Join GitHub today
New Feature: Adds support for External Volumes #489
Adds support for External Volumes to be used for both the config and data volumes for elastic search nodes. This support works for both Docker and Mesos containerizers.
This functionality works by assigning an elasticsearch node id to each node that is created. That node id metadata is saved in the form of an environment variable that can be accessed later on. When a node fails (crash or health check fails) for this example lets say node 2, that task is released thereby releasing the node id back into the pool. When the new task is launched to replace the failed node, the node id 2 will be free and the new task will assume the id of the old node perhaps on a completely different mesos agent and it will reattach the volumes and continue where it left off. This should yield a much quicker rebuild of the elastic search node since it isn't rebuilding from scratch.
In the Docker container case (default), the use of external volumes has been solved generically and it will enable all Docker Volume Drivers. In TaskInfoFactory.java on line 134, we add the docker run parameter "volume-driver" which enables the external support. You will also noticed that when "volume-driver" is set, the hostpath no longer references a path on the host node but rather the external volume name.

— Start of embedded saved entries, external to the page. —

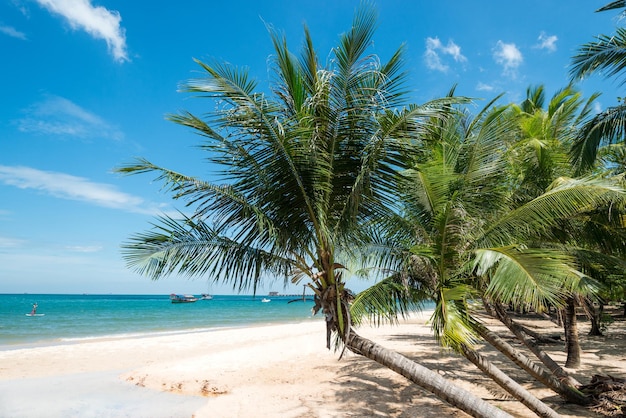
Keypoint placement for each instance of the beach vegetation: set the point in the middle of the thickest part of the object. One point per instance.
(300, 170)
(333, 166)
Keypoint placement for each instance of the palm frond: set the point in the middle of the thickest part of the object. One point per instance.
(607, 127)
(386, 301)
(606, 55)
(194, 249)
(566, 198)
(537, 277)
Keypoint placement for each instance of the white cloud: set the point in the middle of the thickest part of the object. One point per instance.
(434, 50)
(484, 87)
(95, 20)
(547, 42)
(58, 116)
(14, 33)
(70, 187)
(508, 56)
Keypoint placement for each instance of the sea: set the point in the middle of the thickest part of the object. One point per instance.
(73, 318)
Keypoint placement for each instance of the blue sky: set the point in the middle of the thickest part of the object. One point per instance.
(87, 84)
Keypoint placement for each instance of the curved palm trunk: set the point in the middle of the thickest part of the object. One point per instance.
(596, 317)
(508, 384)
(528, 342)
(423, 377)
(571, 335)
(569, 393)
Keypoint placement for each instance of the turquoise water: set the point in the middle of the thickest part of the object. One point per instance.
(74, 317)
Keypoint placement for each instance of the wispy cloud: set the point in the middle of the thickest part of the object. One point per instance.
(484, 87)
(508, 56)
(434, 51)
(66, 186)
(59, 116)
(547, 42)
(97, 21)
(12, 32)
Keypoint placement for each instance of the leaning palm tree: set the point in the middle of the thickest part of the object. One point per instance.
(301, 169)
(466, 233)
(605, 55)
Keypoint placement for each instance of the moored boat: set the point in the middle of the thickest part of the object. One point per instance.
(182, 298)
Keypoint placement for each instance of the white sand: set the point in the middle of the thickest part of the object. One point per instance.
(269, 371)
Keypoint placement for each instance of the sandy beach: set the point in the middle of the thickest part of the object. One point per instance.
(265, 371)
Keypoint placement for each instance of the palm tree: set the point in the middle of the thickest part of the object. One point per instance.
(606, 55)
(303, 167)
(470, 229)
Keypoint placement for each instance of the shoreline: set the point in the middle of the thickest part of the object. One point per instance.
(140, 335)
(263, 371)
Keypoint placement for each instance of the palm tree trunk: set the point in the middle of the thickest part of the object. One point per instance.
(528, 342)
(595, 316)
(424, 378)
(508, 384)
(569, 393)
(571, 335)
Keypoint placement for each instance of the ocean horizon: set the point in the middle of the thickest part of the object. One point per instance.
(67, 318)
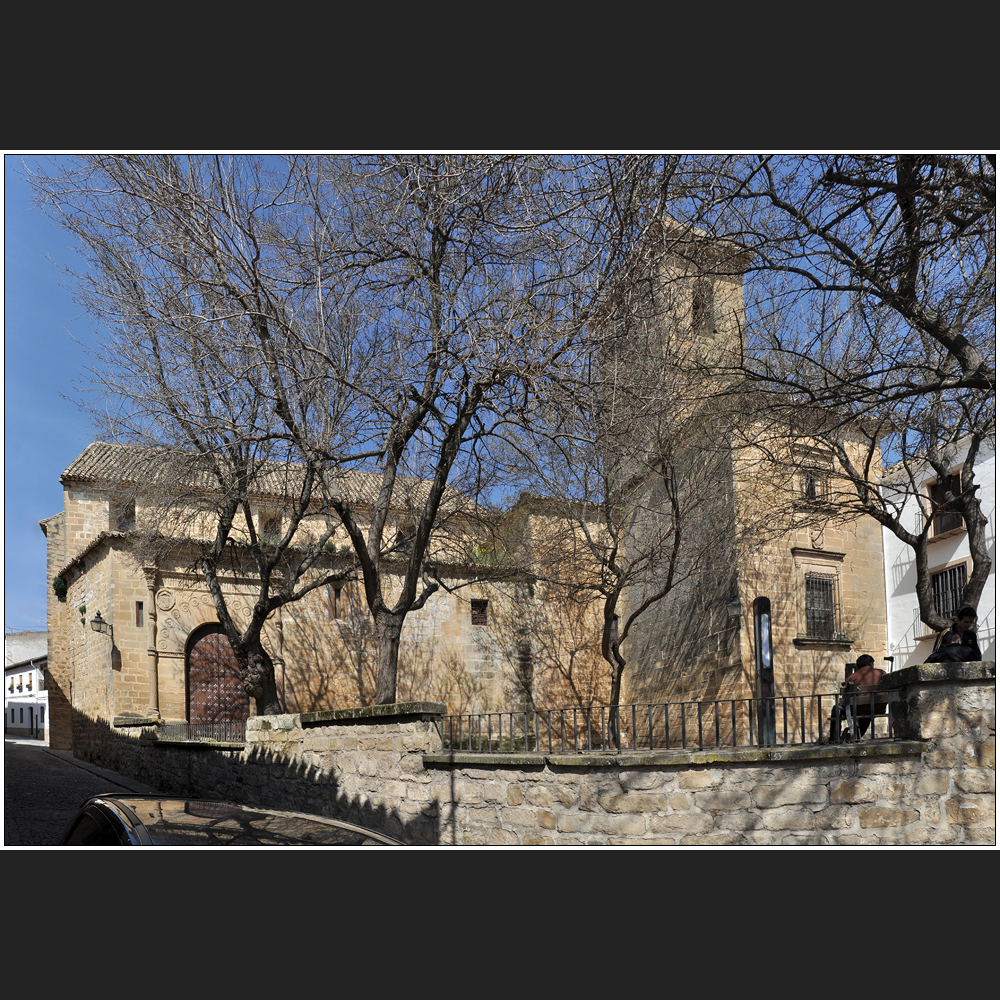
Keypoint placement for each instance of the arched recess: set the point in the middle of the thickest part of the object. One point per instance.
(215, 692)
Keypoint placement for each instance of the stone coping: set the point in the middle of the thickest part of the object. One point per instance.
(198, 745)
(680, 758)
(930, 673)
(405, 708)
(128, 720)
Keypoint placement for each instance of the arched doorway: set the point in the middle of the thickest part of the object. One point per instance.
(215, 692)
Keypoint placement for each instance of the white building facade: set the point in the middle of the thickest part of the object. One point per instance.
(909, 640)
(25, 698)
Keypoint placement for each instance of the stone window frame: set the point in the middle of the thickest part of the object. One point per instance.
(121, 509)
(826, 564)
(956, 522)
(815, 472)
(269, 526)
(963, 564)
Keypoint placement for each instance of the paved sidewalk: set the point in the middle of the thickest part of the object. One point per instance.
(43, 788)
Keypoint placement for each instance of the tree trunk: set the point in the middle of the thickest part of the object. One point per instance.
(388, 629)
(259, 681)
(614, 727)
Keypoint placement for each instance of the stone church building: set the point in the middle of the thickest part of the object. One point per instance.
(771, 526)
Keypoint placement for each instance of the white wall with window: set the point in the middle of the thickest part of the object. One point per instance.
(910, 641)
(25, 698)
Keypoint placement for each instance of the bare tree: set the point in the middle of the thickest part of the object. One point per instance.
(633, 469)
(185, 272)
(870, 311)
(371, 319)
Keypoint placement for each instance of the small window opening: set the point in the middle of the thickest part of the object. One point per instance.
(814, 486)
(270, 529)
(947, 589)
(123, 513)
(945, 517)
(334, 603)
(820, 607)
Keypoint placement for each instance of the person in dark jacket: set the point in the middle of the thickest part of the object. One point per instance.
(965, 625)
(952, 650)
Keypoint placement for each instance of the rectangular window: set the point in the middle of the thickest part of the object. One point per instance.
(815, 485)
(122, 512)
(270, 529)
(947, 588)
(334, 603)
(945, 518)
(820, 607)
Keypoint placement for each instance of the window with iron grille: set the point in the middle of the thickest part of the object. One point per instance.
(820, 607)
(270, 528)
(815, 485)
(945, 517)
(947, 588)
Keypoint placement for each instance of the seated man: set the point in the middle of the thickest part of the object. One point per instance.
(965, 626)
(952, 650)
(865, 675)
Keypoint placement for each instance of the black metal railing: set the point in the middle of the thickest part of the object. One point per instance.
(206, 732)
(687, 725)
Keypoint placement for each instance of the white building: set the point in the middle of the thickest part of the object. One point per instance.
(910, 641)
(25, 698)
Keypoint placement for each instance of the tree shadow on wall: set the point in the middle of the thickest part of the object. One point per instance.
(260, 778)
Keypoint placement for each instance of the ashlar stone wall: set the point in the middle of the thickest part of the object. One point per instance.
(385, 765)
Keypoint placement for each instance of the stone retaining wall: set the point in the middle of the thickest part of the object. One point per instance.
(385, 767)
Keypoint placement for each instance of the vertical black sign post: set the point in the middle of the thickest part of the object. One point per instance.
(764, 679)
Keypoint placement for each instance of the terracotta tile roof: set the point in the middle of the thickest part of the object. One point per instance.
(115, 463)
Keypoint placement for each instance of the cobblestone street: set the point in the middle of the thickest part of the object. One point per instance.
(43, 789)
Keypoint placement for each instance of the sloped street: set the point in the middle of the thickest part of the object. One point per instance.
(43, 789)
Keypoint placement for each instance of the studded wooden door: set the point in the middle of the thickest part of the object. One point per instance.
(215, 691)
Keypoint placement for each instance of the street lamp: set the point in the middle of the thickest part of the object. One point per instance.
(98, 624)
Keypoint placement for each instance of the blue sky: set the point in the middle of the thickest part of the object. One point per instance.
(43, 432)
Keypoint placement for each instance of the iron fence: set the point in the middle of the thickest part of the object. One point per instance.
(688, 725)
(206, 732)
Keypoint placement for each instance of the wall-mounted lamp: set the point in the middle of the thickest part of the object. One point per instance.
(98, 624)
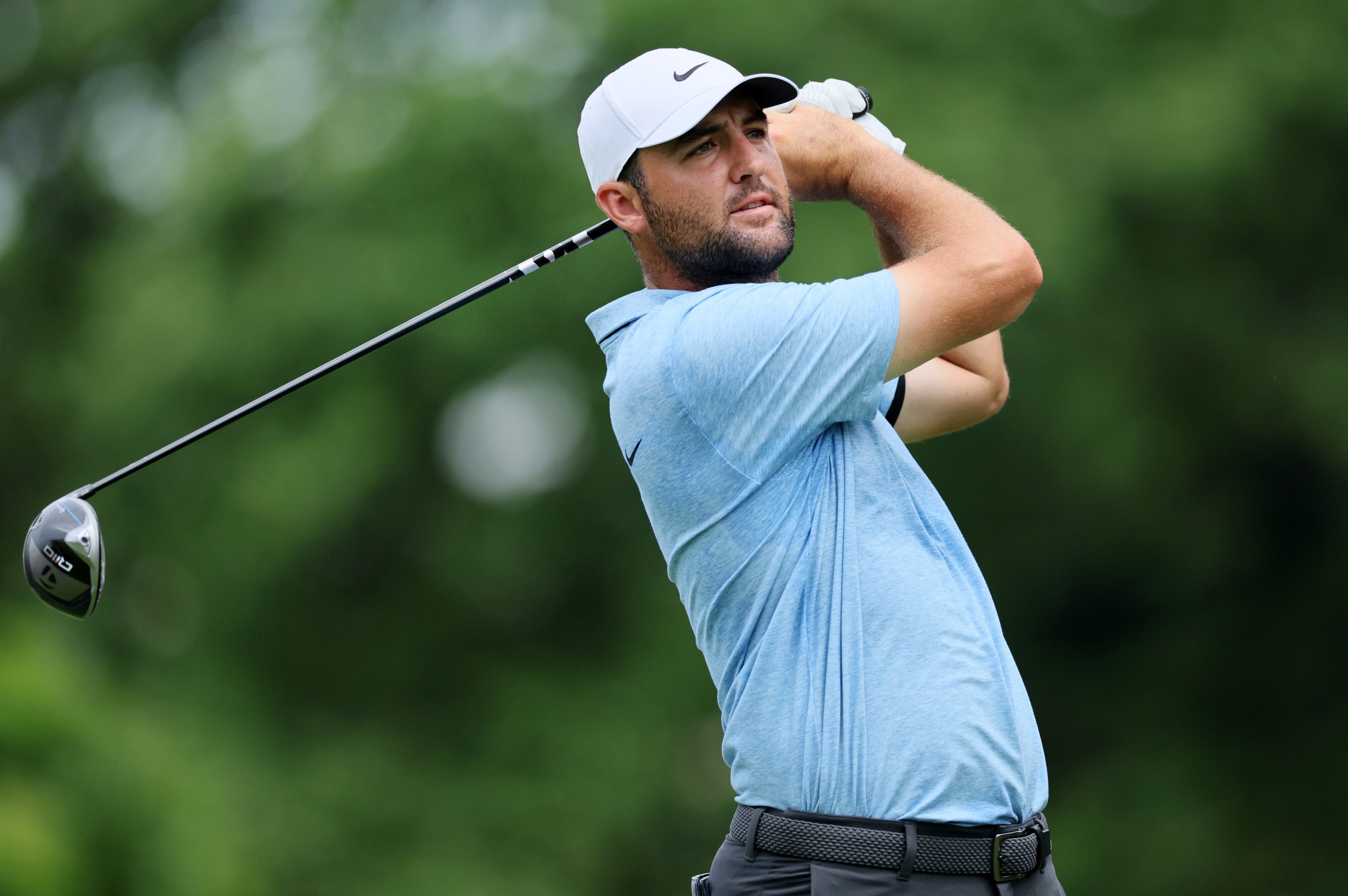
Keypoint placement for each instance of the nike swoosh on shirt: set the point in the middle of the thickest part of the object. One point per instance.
(684, 77)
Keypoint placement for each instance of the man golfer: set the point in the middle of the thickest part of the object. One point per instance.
(878, 734)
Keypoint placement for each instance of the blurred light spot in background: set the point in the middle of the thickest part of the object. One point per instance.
(137, 142)
(20, 32)
(11, 208)
(164, 605)
(517, 434)
(364, 127)
(278, 95)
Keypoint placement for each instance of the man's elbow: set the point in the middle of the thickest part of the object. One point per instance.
(1014, 275)
(998, 393)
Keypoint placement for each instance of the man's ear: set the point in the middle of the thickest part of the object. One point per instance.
(622, 205)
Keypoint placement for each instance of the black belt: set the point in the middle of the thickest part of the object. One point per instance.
(1006, 852)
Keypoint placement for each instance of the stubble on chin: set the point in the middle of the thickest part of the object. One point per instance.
(712, 253)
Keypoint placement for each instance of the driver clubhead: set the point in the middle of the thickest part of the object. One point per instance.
(64, 558)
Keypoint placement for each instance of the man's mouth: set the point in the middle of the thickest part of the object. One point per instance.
(753, 203)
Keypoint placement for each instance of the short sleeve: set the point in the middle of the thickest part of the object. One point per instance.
(765, 368)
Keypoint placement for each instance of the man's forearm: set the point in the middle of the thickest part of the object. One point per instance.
(962, 270)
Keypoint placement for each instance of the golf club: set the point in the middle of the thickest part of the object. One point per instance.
(64, 556)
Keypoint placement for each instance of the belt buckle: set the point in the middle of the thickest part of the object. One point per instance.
(997, 855)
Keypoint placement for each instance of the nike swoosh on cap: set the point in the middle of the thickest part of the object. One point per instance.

In the Mesos container case, the use of external volumes has be implemented using mesos isolator modules like the mesos-module-dvdi module. Example: github.com/emccode/mesos-module-dvdi You can find the environment variable interface specification there.
Also it is worth noting that the original OfferStrategy class has been made into a parent class. The class OfferStrategyNormal extends OfferStrategy and provides the exact same strategy that the original OfferStrategy provided. The new class OfferStrategyExternalStorage is enabled when an external storage driver is specified and removes the storage/disk checks from the strategy because the volumes are externally managed now.
I should add that if someone else needs to verify this before merging, you can find an example of docker volume driver below. Please install both the rexray driver and the DVDCLI. Configuration instructions found on that page.
To test the Mesos containerizer, you need to install the mesos-module-dvdi located below. Configuration instructions are also found on the page below.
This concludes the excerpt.